Hoy es el Día del Maestro, pero no nos digamos mentiras, los hay de todas las clases: los hay quienes enseñan con el miedo como herramienta, los que mecánicamente intentan explicar una norma de urbanidad, un río, una sigla o la Guerra de los Mil Días. Hay otros que aprendieron manualidades y resultaron siendo los catedráticos en filosofía y sabíamos más nosotros que el mismo docente. También hubo y siempre habrá, quienes están ad portas de jubilarse y solo quieran ir a cumplir una rutina, esperando un día menos para salir a "descansar".
Pero, afortunadamente, hay quienes aman su profesión y se reinventan todos los días, los que destilan sabiduría y metodología por la piel, los que enseñan con amor, los que invitan a descubrir, los que exhortan a la ciencia, al respeto y al disfrute del conocimiento.
Yo, por ejemplo, tuve muy malos profesores en la escuela y en el colegio, muchos acomodados que estaban perdidos de sus oficios y otros que cumplían para ganar un suelo. Tuve profesores que se enojaban al sentirse corregidos: me enseñaron profesores con conceptos y metodologías arcaicas, y sin pedagogía. Me tocó "aguantarme" clases de historia y no sé qué más sandeces que me sonaban a discurso de la Edad Media. Pero por suerte, tuve también dos o tres que sí sabían que enseñar requería pasión y técnica, requería casi ese espíritu mayéutico explicado por Sócrates, donde se develaban las respuestas y se descubría en sí mismo nuestro potencial.
Gracias a uno de esos profesores amé las letras, amé la poesía y amé el español.

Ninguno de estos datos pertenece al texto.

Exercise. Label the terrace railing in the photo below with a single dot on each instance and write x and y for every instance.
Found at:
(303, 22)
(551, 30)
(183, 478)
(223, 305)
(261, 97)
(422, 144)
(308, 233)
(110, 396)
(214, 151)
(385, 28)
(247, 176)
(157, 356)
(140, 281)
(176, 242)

Gracias a uno de esos personajes maravillosos desistí de estudiar Biología Marina y me "encarreté" por la ortografía, la comunicación audiovisual y el periodismo. Gracias a ese personaje y su forma de transmitirme su conocimiento, dejé todo tirado y me enfilé por el mundo de las reglas ortográficas para descubrir cómo una coma hacia la diferencia, y cómo con palabras podía expresar lo indecible; descubrí el fascinante mundo de las letras, esas que logran arrebatarme la vergüenza a cada paso y que me excitan y son mi mayor herramienta. Ese amor por mi carrera, por la literatura, el periodismo, la investigación y el uso correcto de mi lengua, yo se lo debo a un MAESTRO con todas sus letras.
Por maestros como él, vale la pena celebrar este día, por maestros como él, vale la pena el 12 % de aumento salarial y aún más, por maestros como él, vale la pena haber soportado las decenas de profesores del montón que me tocaron. Y por maestros como él, hoy digo: ¡felicidades a quienes con amor y sabiduría exhortan a ser mejores personas, y a los que no levitan y se creen dioses, pues maestro es quien se pone al nivel del alumno, lo enseña, lo capacita y deja que vuele alto, más alto que su propio ego y talento!
Profe, donde quiera que estés, este homenaje es para ti, Leo.